DNA sequences generally consist of four bases, commonly known as A, T, C, and G. A human being contains three billion base pairs, and nearly thirty trillion cells. Each cell contains the same amount of information and the DNA sequence is what makes up the cell, so in order to multiply the cell, a certain sequence is needed. Westmont Professor Yi-Fan Lu stated that the final “functional product” of the DNA sequence is protein. The DNA’s purpose is to pass down genetic information, as a template, and to maintain cell function. In the past, scientists lacked a realistic way to precisely change the DNA sequence in a cell. They faced certain obstacles such as precise editing, high cost, and extreme time consumption. This led to scientists formulating CRISPR.
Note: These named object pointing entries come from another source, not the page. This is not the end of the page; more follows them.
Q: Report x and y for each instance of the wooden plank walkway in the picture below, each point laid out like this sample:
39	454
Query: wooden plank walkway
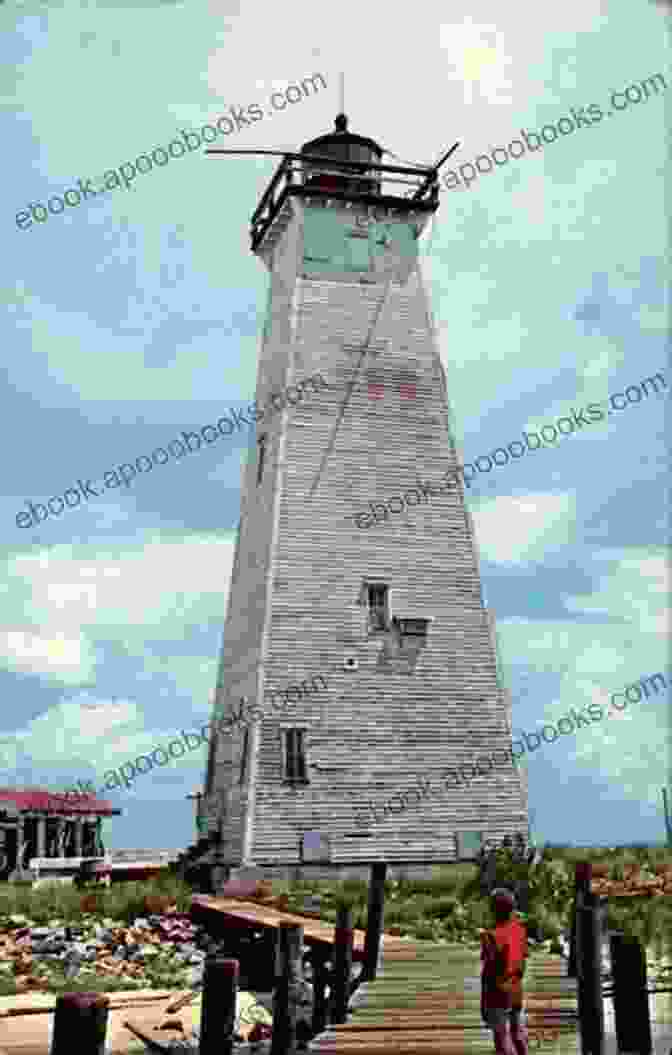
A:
425	1000
255	915
426	997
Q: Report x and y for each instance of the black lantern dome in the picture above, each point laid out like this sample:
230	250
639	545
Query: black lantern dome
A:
342	146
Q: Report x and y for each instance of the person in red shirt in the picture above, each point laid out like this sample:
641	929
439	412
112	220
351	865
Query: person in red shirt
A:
503	953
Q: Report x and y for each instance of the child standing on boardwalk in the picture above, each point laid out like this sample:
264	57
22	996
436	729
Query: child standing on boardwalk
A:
503	952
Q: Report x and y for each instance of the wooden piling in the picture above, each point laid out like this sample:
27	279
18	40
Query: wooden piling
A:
631	1000
80	1023
591	1010
373	920
343	939
582	877
217	1016
321	976
290	940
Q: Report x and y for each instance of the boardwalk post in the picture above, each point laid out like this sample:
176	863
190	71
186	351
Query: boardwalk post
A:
217	1016
582	877
631	999
80	1021
373	920
590	977
320	978
290	940
342	959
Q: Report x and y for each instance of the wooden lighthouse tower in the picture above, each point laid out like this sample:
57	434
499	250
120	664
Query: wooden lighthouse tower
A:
333	581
CRISPR is an innovative way to precisely change the DNA sequence in a cell. The process is an engineered strategy to cut and replace DNA sequences in a laboratory. It is done by a bacteria called “immune system,” according to Professor Yi-Fan Lu. This means that scientists can remove the target cells, edit them in a lab, and then put them back. Scientists, however, currently lack the ability to massively and efficiently edit cells in the body.
CRISPR has introduced a platform into medicine targeted towards treating diseases, such as hemoglobinopathies, cancer, liver, and neuromuscular diseases. In order to treat these diseases, CRISPR edits stem cells derived from the patient’s tissue. CRISPR can even facilitate organ transplants from animals. For example, by deleting the viral elements from a pig’s cells, the animal’s organs can now be safe to transplant into humans, which could potentially help fight HIV.
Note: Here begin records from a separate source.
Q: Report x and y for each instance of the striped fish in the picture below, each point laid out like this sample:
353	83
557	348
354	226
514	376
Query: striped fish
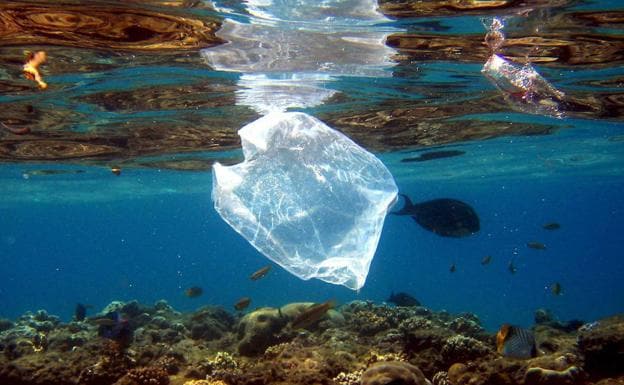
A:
515	342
Bioethical opinions on genome editing vary substantially. Some believe that the practice could exploit people and treat them unjustly. Others note that CRISPR will improve certain medical treatments, and that genome editing can help save lives. It may even help prevent spreading diseases.
Could CRISPR be the last missing piece we need to find a cure for cancer? Westmont Professor Yi-Fan Lu believes so, but only if the scientific community ethically accepts genome editing. It will cost several million dollars because scientists will need to come up with a single, specific treatment for each individual patient. Scientists can now find the one gene and eliminate the problem. However, another ethical issue is affordability. Will individualized CRISPR treatments exclusively serve the wealthy?
Despite some ethical hesitation, genome editing technology will continue to develop to be used around the world. Both risks and benefits in treating and preventing some diseases will increase to meet the standards of conventional treatments. Likewise, organ transplants from animals will continue to expand in popularity.